Né à Paris dans un milieu de la bourgeoisie aisée, il couronne de solides études classiques en entrant premier à l'École normale supérieure en 1949. Ses maîtres en philosophie sont alors Michel Alexandre, Jean Hyppolite, Maurice Merleau-Ponty, qui l'initie à la phénoménologie husserlienne, et Jean Beaufret qui lui fait découvrir la pensée de Heidegger. Agrégé à vingt-trois ans, il enseigne au lycée de Pau, puis à l'université de Bordeaux. Mais c'est à Toulouse qu'il effectue le reste de sa carrière professorale, constituant autour de lui une véritable « école ».

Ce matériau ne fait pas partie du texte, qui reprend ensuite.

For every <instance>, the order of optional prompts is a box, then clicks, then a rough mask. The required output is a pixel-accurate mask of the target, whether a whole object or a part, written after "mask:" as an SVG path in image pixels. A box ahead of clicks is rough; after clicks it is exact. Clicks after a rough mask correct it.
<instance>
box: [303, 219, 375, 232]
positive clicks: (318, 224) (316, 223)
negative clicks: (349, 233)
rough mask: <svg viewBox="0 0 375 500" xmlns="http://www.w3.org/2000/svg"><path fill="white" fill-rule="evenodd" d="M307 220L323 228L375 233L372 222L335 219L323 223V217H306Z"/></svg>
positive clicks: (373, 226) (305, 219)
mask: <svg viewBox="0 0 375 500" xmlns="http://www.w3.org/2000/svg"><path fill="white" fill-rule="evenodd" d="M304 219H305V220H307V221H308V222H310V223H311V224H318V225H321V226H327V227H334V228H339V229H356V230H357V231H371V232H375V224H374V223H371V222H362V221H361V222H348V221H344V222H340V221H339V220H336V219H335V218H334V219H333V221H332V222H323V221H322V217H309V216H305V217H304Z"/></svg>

Ses thèses sur Husserl et sur Kant n'ont presque rien de commun avec les études traditionnelles d'histoire de la philosophie. Sa méthode consiste à concentrer l'attention sur quelques textes capitaux, stratégiquement sélectionnés en fonction d'interprétations librement inspirées de Heidegger. C'est ainsi que s'opèrent des lectures critiques et originales : Husserl excelle sur le terrain de prédilection de la phénoménologie, la perception, mais dans les limites de la philosophie moderne de la subjectivité ; la géniale « équivoque » de Kant consiste à mettre radicalement en question la possibilité de l'expérience tout en « exaspérant » les « impossibilités du langage de la représentation ».
Par la suite, Gérard Granel saura combiner avec maestria l'art de la digression brillante avec une précision minutieuse, en abordant des penseurs aussi divers que Hume, Saussure, Desanti, Lacan. Après avoir été un des « découvreurs » de Jacques Derrida, il n'hésite pas à ébaucher les contours d'une nouvelle tâche « épistémo-logique », à travers une méditation où Frege et Wittgenstein entrent de manière inattendue en dialogue avec Heidegger.